Spokesman Szymon Szemberg said: "We are sure that Scottish immigrants played a role in giving rise to the game of ice hockey in Canada."

But he pointed out that the original teams in Montreal, which they regard as the sport's official birthplace, were also made up of players of English, Irish, Welsh and French descent.

However, Bert MacKay of the Canada-based Scottish Advisory Council was unwilling to cede the honour of being the historical home of ice hockey.

He said: "Scottish and Irish soldiers played field shinty in Newfoundland and Nova Scotia in 1800. That is a documented fact.

"With Canada's climate it was a natural evolution to transfer the game to an ice surface."

The Caledonian claim on the sport is strengthened by the fact that the man regarded as the modern game's founding father was James Creighton, an Ottawa-born sportsman of Scottish descent.

On March 3, 1875, he organised and played in the first public indoor display of ice hockey at the Victoria Rink, Montreal, where the opposing captain was Charles Torrance.

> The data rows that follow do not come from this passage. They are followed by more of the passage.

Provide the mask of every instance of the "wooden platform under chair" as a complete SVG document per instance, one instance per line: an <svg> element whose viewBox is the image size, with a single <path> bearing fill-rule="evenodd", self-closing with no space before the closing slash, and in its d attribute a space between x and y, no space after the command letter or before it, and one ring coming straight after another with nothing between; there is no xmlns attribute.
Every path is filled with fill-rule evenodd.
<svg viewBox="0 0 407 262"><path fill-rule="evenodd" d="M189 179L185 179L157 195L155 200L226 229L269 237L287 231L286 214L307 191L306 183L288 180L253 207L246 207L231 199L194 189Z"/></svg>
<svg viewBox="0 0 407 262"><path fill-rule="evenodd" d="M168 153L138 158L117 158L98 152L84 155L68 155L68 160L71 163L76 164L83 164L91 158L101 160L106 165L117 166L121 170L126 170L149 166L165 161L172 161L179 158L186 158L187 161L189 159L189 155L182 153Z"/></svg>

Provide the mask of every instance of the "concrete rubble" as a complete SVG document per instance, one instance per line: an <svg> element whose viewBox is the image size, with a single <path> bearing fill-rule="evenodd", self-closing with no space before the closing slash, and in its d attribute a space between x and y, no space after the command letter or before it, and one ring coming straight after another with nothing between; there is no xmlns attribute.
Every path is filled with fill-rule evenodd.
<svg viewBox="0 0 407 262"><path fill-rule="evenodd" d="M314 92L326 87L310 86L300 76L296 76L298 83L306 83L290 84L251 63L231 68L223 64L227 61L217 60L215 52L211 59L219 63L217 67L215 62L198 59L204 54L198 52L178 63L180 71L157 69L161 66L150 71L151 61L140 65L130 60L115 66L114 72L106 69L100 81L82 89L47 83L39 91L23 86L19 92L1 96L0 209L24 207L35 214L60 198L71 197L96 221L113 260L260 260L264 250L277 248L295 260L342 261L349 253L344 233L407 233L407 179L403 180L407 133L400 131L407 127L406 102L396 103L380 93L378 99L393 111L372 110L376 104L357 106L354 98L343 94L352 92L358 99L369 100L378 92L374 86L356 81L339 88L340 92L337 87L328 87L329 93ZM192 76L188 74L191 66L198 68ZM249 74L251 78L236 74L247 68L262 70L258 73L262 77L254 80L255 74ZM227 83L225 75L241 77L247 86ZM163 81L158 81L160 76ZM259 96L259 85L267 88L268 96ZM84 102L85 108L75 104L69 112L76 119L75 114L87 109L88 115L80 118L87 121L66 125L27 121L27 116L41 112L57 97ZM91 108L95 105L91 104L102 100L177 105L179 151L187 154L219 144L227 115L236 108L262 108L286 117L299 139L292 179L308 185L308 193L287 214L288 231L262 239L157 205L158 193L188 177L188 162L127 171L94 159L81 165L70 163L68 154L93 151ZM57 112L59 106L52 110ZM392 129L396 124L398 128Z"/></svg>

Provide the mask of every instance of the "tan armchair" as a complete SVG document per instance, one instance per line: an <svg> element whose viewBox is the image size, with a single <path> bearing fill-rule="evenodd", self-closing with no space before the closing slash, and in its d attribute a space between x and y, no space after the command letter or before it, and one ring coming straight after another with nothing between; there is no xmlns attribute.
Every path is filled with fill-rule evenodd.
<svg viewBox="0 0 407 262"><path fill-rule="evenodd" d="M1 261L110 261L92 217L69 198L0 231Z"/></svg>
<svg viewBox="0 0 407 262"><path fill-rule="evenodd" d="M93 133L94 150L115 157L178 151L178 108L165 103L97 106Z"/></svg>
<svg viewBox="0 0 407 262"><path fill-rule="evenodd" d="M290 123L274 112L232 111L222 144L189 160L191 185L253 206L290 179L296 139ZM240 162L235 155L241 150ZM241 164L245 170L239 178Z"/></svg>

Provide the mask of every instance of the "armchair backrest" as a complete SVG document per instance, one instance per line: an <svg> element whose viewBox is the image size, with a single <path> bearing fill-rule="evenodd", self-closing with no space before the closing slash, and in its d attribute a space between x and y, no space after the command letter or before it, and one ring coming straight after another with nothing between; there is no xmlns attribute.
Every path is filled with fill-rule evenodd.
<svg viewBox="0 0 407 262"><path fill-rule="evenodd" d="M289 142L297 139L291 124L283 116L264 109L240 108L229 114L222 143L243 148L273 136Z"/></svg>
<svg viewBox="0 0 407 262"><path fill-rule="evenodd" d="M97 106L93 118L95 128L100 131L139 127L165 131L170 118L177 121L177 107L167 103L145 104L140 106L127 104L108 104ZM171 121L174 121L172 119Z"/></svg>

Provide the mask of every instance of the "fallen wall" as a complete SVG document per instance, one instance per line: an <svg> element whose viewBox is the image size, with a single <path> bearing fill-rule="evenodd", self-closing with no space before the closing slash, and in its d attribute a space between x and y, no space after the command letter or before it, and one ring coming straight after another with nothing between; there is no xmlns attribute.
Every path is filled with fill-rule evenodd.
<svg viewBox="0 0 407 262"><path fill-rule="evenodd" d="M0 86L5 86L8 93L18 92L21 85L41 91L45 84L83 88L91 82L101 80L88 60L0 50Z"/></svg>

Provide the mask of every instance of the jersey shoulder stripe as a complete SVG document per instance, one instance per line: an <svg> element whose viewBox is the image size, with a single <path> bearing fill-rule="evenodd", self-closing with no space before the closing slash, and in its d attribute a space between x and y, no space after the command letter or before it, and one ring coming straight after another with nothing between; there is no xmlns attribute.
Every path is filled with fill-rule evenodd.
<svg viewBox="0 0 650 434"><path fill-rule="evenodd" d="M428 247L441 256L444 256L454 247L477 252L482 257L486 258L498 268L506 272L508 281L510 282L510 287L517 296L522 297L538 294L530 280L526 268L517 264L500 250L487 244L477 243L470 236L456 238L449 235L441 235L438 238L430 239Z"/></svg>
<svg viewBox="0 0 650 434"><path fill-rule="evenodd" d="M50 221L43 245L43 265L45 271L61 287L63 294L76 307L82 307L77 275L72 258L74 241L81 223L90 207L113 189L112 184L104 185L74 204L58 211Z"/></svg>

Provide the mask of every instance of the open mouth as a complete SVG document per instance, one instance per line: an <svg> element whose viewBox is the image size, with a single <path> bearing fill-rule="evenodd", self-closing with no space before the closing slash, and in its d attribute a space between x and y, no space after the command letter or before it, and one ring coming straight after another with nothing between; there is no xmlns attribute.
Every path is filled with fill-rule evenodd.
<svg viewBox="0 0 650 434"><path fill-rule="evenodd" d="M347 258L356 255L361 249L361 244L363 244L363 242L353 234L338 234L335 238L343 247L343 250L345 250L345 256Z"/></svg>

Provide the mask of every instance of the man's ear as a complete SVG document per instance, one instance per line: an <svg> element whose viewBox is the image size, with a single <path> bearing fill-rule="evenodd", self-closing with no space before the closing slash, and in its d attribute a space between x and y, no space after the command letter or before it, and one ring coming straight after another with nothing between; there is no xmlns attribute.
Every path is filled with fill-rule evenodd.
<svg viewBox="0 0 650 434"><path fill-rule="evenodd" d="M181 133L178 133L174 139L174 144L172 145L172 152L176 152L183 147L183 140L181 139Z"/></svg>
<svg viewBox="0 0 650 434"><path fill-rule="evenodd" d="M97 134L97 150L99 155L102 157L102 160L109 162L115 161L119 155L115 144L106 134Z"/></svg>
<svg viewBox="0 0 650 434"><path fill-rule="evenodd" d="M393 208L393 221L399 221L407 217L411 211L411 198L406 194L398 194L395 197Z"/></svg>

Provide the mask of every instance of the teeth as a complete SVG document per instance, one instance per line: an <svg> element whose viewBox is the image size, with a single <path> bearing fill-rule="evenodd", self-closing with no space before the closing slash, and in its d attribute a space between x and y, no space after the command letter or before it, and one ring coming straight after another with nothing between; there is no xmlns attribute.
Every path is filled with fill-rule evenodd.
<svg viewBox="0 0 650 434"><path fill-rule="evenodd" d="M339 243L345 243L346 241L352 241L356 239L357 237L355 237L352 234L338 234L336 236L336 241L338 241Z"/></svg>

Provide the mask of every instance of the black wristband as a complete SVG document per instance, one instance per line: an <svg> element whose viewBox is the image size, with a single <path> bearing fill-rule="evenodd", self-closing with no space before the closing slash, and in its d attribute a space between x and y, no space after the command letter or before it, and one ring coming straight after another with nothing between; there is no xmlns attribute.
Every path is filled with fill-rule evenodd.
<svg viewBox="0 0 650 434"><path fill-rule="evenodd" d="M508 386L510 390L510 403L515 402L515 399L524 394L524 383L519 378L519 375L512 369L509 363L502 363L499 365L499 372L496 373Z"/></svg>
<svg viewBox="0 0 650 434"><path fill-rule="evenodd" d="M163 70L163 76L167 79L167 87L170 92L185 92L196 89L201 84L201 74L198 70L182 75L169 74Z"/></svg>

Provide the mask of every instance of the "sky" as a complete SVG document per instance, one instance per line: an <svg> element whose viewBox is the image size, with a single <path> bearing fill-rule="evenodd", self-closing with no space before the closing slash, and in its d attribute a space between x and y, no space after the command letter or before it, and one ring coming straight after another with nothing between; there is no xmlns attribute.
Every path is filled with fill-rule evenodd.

The Camanachd Association, the governing body of shinty, is also keen to assert that the ancient Celtic game is the direct precursor of the ice sport.

Spokesman Donald Stewart said: "I have seen a lot of old pictures, paintings and photographs in North America where the sticks that are being used to play on ice are very similar to those used in shinty.

"Like in shinty, there is a distinctive curve on the bottom of the stick. It is pretty clear that the Scots went over to North America and took the game of shinty with them.

"In winter they played on ice and adapted by adding skates, and I think our claim to have given the world ice hockey is a strong one."

Torquil MacLeod, the events programme manager for Homecoming Scotland, made a more modest claim about shinty's international impact.

He said: "Scots are well travelled throughout the world and the game of shinty will have travelled with many of them, no doubt contributing to the development of games and clubs."

"It is entirely appropriate that shinty, one of Scotland's great indigenous sports, is included in the Homecoming programme and we are looking forward to welcoming visitors back to witness epic contests."

Aside from the face-off between the Scots and the English, there are claims that ice hockey was also influenced by the Irish game of hurling, the Native American game of lacrosse and the northern European stick game of bandy.

Ice hockey now enjoys enormous popularity in Canada, where it is the national sport, and is played in more than 60 countries around the globe.

In 1980 a global audience of tens of millions watched the United States and Soviet Union go head-to-head in a Cold War crunch match at the Winter Olympics in Lake Placid.